12 Epiphanies

iv. Loneliness is part of the human experience.

When Kate woke, she felt a stitch in her heart, in that scarred part that had torn when her dad died. She thought it must have a fissure in it, that hadn’t properly sealed, because when the weather was cold, it still hurt.

She missed her boyfriend. He was out at the far station, so his Internet access and cellphone coverage were spotty at best. He might be out there for weeks.

She missed her mom.

She wasn’t supposed to be alone at this time of year. Was this loneliness? Was that what this feeling was?

Kate pulled on her winter fleece and fisherman’s knit hat. The apartment building’s furnace had been wheezing lately, and though the landlord kept promising to fix it before the cold set in for good, it hadn’t been fixed yet, and her place was cold, especially near the single-pane windows.

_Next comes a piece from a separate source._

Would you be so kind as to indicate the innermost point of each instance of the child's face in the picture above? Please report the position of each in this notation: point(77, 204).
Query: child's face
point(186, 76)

What was loneliness, anyway?

She decided to google it.

It was, apparently, quite common, and quite commonly perceived as a fault.

Every self-help article she read made it seem like she was to blame. She should spend time with family. She should get together with friends. She should volunteer. She should engage in a hobby. She should exercise. And if she did all that, and still felt lonely, then she should get it checked out. Maybe it was anxiety. Or depression. Or some sort of social disorder.

She began to suspect that she wasn’t correctly handling the job of being human. So now, in addition to feeling lonely, she felt guilty, and a little bit ashamed.

Turn toward.

And then she found a post on facebook from last Christmas by Lee Harris, the Lee Harris, guru-and-all-that, about “Christmas Weirdness.” Which he felt. And which, judging from the 3.5K likes, 1.6K shares, and 682 comments, struck a chord with thousands.

And he confessed to feeling this way even when he was with others. And it wasn’t his fault. It was simply how he felt. For whatever reason.

The big shift came for me several years back, when I realized I should just EMBRACE that ‘weird’ feeling if it hit me. Not judge it, or try to get away from it. Just acknowledge it was there, and own it. Either sit with it for a while, breathe and let it move through me, or change my focus and do something else.

(Harris 2017)

Turn towards.

The feeling hurt, actual physical pain, around her heart. And her pulse began to race a little bit, and she wished she could cry to release the pressure somehow.

She felt it, sitting there in her chest, the cold having entered her and settled. She breathed around it, without trying specifically to talk herself out of feeling it or to distract herself from the pain and discomfort. She just sat with it. So this is what loneliness feels like, at this moment.

And the next moment, it felt different, a bit lighter, a little space around it.

…close your eyes and connect with anyone else who feels lonely this christmas. 

(Harris 2017)

She saw her mom, walking barefoot along the beach, thinking of her, thinking of Kate’s dad, and, even though her new husband grilled steaks on the lanai, she felt that her mom, too, felt lonely, just then.

She saw her boyfriend, analyzing trends that his measurements revealed. He missed her, too. He was lonely, too.

A girl in London played with a doll in a cardboard-box dollhouse, and, at that moment, the doll was lonely, taking the girl’s pain. A lonely boy in India sat beside the river. In Africa, an old woman watched a single cloud’s slow progress against the dry sky.

And Kate, through the fading ache inside of her, felt connected with them all, joined in this shared experience. Even as the pain dissolved into warmth, Kate thought it wouldn’t be so bad if it remained, for it joined her with everyone who lived, and everyone who had ever lived.

Loneliness didn’t mean that Kate wasn’t being human right. It meant that she was fully human, for loneliness is part of the human experience.